The honking tests seen Wednesday afternoon (21) as cars drove past Trump Tower in Manhattan point to a defining aspect of democratic societies — the hope that everyone is equal before the law and that penalizing the powerful for crimes is a form of moral healing. Only an American with the IQ of the character Forrest Gump would claim that everyone is equal before the law in this country.
Still, in an increasingly less democratic society, repeated polls show that the majority of the population expects to see the former president indicted for his role in the Capitol invasion.
Trump’s business curriculum, which includes association with the Italian and Russian mafias, employing and housing a cocaine dealer in Trump Tower and a variety of rascals that would make a Bolsonar militiaman blush, is a more difficult story to follow. But it is not obscure enough to acquit the Republican Party establishment for allowing the senile fascist gangster to reach the White House.
It is possible that Trump and his children will never spend a single day in a prison cell. For that, the New York civil suit would have to be admitted by the federal government as evidence — obvious to any prosecutor — that the family operated as a white-collar organized crime cell. Even a lenient judge who finds $250 million too high a penalty to pay back everyone from the public purse to banks and insurance companies is unlikely to ignore the state investigation that has amassed 220 pages of evidence over a decade.

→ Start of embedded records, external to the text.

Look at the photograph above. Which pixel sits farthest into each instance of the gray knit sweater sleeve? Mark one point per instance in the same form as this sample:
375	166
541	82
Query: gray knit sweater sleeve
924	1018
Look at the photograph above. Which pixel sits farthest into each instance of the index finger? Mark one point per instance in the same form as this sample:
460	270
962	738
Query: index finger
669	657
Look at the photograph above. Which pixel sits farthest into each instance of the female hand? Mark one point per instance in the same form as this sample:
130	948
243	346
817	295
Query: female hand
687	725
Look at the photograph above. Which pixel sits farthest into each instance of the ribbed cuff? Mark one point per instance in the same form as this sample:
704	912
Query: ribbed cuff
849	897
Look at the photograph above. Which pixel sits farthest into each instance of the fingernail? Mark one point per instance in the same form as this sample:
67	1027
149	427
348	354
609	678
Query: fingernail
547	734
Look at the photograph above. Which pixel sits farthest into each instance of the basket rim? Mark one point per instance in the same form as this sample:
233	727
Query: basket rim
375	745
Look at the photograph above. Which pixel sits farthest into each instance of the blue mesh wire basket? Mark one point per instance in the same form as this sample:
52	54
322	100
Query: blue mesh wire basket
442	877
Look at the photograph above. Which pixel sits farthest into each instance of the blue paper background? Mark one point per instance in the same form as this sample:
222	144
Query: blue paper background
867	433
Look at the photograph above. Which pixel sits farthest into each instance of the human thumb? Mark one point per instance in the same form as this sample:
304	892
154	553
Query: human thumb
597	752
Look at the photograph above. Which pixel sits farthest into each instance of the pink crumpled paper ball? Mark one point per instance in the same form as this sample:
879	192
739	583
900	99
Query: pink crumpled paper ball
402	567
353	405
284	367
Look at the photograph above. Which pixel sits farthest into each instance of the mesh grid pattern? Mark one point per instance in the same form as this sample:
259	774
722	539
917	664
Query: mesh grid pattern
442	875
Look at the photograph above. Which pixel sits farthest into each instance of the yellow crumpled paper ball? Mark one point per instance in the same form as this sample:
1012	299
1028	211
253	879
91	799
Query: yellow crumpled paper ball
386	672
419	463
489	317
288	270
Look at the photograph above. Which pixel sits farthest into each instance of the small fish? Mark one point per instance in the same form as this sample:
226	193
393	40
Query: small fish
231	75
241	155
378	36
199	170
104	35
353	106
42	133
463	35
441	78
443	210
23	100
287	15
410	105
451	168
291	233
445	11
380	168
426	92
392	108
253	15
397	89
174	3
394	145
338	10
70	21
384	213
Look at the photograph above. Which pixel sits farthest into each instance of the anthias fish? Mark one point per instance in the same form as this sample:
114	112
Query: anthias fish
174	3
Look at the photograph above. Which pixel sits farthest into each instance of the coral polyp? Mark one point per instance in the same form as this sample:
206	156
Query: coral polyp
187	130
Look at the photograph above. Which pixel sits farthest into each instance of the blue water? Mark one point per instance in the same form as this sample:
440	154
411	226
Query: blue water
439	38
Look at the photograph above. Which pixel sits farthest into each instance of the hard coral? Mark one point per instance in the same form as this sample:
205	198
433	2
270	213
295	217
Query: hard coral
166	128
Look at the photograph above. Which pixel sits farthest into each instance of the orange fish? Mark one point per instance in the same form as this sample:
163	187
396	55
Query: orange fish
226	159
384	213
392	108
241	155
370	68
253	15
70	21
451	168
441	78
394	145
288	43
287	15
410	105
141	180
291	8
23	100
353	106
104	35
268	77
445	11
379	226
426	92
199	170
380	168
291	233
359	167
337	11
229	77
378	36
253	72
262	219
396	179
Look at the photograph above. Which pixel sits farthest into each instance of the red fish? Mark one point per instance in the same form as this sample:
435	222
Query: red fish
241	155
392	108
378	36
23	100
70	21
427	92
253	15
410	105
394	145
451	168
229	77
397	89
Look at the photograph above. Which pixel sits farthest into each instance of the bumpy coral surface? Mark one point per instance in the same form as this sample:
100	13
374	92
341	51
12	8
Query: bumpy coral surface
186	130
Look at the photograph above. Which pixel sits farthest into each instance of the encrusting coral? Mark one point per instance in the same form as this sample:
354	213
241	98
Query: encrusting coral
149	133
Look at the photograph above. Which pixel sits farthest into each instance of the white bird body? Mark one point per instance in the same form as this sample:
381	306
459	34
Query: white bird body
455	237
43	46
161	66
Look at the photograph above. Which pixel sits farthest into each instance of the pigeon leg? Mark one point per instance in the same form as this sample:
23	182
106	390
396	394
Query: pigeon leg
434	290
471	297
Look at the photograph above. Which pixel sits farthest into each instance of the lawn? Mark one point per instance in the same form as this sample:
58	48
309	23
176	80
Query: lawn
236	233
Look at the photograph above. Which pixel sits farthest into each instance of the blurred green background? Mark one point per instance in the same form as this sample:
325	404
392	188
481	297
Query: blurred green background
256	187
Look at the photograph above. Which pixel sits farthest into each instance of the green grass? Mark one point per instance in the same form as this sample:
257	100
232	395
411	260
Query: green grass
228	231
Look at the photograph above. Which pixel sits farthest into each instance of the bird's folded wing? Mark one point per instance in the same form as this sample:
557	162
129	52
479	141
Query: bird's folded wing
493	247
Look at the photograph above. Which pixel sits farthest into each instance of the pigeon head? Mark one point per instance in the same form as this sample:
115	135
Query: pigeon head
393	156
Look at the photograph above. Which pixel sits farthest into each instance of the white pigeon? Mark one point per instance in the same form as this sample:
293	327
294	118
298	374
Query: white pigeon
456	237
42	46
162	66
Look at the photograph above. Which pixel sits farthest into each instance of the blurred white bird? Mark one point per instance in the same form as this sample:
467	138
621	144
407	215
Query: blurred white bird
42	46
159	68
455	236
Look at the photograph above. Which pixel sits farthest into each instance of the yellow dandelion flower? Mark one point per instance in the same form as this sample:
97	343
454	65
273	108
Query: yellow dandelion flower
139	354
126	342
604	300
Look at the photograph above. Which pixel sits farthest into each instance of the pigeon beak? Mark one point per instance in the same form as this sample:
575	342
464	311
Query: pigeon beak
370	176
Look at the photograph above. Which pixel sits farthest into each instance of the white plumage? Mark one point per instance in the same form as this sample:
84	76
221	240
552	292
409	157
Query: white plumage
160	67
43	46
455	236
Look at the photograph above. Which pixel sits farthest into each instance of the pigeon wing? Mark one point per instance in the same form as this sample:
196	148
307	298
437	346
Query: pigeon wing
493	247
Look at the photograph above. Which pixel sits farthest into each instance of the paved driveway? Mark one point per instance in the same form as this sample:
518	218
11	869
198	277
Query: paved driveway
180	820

I notice in the US and Brazilian political press a nervousness in the “more realistic than the king” style. American journalists spend a lot of time in contortions, speculating whether Trump’s long list of crimes will go unpunished, given the risk of backlash from his supporters.
And behold, former president Michel Temer seems to be in demand as a voice to be heard on the eventual impunity of the most hateful and outlaw president in the history of Brazil. Temer, who uses his culture in constitutional law to obfuscate the stark reality — the captain is a candidate for multiple indictments in justice for corruption and mass deaths in the pandemic —, uses platitudes as national pacification, assuming that the president’s violent cult really wants to. , peace and conciliation.

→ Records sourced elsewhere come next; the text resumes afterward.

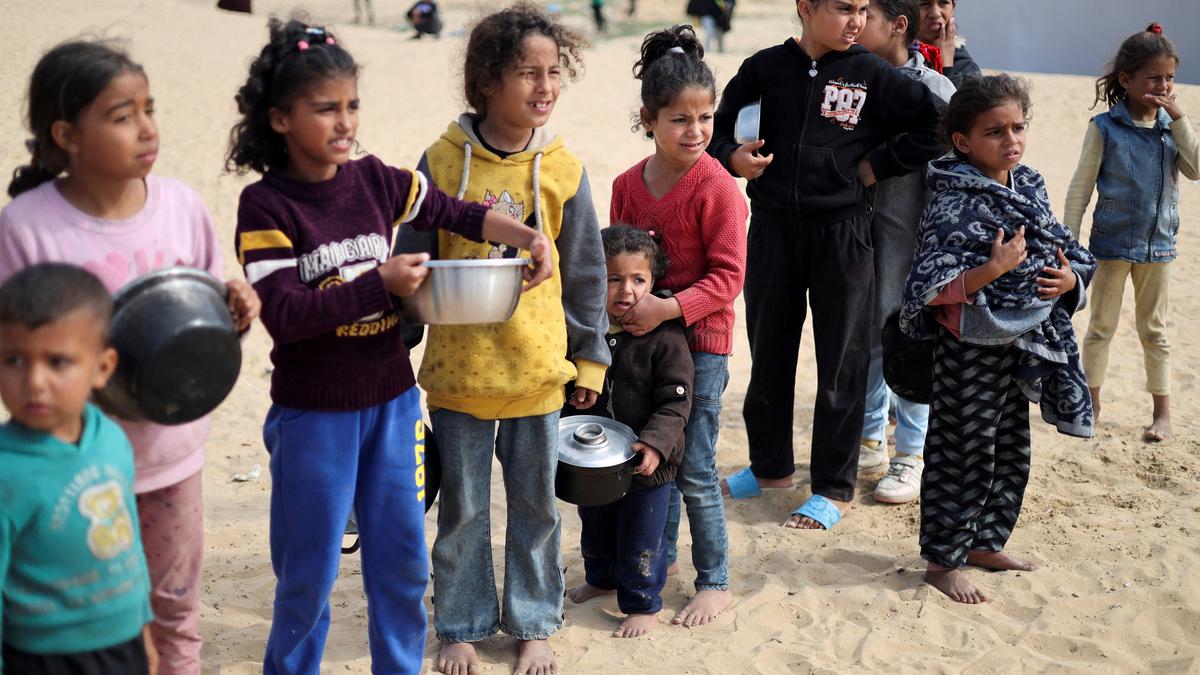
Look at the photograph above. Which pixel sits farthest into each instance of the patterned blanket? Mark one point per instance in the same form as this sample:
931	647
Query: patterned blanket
955	234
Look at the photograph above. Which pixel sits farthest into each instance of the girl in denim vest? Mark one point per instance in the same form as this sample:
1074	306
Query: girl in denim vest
1133	156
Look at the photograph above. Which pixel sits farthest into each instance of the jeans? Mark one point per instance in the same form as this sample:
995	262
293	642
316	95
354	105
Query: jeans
324	464
466	607
912	419
697	481
622	547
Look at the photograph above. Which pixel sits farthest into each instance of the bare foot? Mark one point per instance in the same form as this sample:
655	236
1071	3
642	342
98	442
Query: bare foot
534	657
583	592
954	584
457	658
635	626
999	561
805	523
703	608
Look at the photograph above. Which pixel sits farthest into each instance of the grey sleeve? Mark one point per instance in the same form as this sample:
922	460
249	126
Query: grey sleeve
585	276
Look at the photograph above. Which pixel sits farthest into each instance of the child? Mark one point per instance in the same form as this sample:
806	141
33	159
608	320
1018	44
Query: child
1143	137
75	587
91	115
511	375
939	28
827	107
345	426
889	33
995	281
694	203
648	388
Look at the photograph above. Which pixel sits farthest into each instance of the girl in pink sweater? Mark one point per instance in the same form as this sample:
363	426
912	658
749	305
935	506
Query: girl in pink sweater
684	196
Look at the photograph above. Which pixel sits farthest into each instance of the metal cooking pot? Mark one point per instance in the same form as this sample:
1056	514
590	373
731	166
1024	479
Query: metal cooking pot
178	346
595	460
459	292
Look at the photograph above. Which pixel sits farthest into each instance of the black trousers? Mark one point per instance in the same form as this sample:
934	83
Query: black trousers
977	452
832	267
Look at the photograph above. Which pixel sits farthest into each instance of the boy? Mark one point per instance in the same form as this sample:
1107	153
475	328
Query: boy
76	593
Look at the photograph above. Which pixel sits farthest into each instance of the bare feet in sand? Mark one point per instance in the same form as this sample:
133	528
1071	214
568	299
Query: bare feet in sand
703	608
583	592
999	561
457	658
635	626
534	657
954	584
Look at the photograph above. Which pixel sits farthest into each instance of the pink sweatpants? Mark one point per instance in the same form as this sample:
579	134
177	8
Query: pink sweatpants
173	539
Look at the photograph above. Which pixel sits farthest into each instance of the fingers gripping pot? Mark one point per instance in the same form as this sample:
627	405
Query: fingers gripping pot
595	460
179	354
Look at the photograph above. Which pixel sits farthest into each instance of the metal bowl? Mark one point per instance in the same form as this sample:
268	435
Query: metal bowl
459	292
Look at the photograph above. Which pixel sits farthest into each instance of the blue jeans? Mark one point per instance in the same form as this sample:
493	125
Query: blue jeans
622	547
912	419
697	479
322	465
466	607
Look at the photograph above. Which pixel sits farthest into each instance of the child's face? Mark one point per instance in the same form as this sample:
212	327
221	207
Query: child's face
683	129
319	127
526	94
833	24
115	137
996	142
629	279
47	374
935	16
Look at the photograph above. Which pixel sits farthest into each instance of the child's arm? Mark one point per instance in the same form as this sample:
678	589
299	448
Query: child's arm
1083	184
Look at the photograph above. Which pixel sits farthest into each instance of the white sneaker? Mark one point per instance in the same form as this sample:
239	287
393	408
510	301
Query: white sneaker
871	459
903	482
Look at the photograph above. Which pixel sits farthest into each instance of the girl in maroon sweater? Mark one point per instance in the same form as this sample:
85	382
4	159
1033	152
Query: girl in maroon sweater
689	199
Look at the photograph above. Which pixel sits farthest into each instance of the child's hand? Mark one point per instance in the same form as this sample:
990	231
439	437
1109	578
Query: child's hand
583	398
1057	281
747	163
651	459
244	303
1007	255
403	274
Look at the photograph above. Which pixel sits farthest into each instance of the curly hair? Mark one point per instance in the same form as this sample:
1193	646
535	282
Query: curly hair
297	57
671	60
66	79
625	239
498	41
1137	49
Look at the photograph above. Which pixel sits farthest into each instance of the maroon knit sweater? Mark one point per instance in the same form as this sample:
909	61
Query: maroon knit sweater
702	225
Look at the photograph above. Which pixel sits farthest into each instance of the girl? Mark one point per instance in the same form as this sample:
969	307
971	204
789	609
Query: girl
511	375
695	204
889	34
1144	136
88	198
995	281
345	426
648	388
827	107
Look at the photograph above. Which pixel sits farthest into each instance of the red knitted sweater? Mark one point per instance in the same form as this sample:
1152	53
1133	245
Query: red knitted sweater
702	225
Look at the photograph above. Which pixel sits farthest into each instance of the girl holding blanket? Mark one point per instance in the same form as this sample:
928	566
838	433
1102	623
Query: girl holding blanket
995	282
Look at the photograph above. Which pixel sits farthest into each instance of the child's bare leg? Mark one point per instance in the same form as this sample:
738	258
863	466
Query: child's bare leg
1161	426
457	658
635	626
954	584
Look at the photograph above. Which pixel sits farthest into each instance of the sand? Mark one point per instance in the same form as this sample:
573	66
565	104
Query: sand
1109	521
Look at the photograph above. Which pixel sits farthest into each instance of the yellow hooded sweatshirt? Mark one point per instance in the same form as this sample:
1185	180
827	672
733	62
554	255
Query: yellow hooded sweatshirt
557	334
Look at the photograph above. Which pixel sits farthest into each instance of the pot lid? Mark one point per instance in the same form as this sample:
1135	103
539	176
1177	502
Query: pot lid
594	442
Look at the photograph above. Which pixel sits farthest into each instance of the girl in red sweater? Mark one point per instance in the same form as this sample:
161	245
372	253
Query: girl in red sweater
694	204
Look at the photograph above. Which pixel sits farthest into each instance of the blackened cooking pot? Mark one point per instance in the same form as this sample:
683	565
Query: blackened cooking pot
595	460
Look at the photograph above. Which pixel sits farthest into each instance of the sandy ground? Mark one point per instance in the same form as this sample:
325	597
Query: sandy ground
1109	520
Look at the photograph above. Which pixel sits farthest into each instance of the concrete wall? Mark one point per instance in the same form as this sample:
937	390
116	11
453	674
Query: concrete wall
1073	36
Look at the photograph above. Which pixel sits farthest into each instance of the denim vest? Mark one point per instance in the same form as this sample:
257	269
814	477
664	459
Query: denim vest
1137	215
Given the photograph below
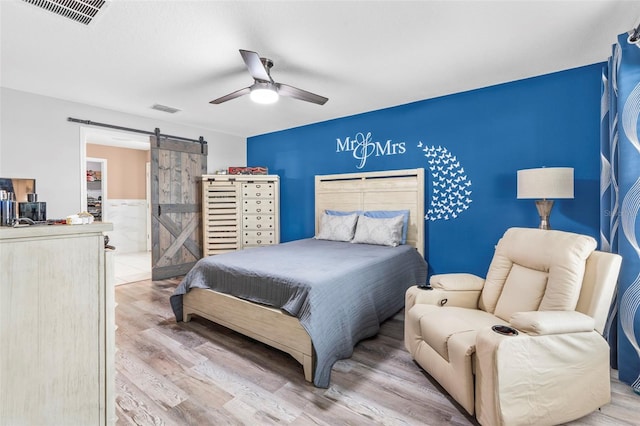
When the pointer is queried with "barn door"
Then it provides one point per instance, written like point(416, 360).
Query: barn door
point(176, 205)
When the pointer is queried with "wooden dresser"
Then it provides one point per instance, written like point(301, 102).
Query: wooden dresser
point(58, 326)
point(239, 211)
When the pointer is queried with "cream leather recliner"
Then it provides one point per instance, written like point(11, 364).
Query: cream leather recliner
point(555, 290)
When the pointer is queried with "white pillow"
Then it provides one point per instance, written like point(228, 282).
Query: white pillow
point(384, 232)
point(337, 228)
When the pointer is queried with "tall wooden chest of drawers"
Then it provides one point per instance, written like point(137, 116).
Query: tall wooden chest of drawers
point(239, 211)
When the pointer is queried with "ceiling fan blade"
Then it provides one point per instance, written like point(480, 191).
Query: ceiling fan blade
point(232, 95)
point(255, 66)
point(303, 95)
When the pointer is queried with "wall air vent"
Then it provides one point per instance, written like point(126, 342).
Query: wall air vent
point(165, 108)
point(83, 11)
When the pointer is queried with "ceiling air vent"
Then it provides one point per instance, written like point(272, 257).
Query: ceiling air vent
point(165, 108)
point(82, 11)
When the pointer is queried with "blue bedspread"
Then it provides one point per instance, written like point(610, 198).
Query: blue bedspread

The scenes of fanaticism in London, watched by the world, the shots fired at PT members and their homes make it clear that the “two sides” of the debate are a fabrication. One side wants to destroy Brazil.
Temer even said that he knows that businessmen abroad, eager to return to invest in the country, prefer “tranquility” (impunity?). Does the author of “Elements of Constitutional Law” suggest that the families of the hundreds of thousands killed by the planned genocide should bury their grief to accommodate foreign capital? Justice is not revenge.
With a wealth of experience honed over 4+ years in journalism, I bring a seasoned voice to the world of news. Currently, I work as a freelance writer and editor, always seeking new opportunities to tell compelling stories in the field of world news.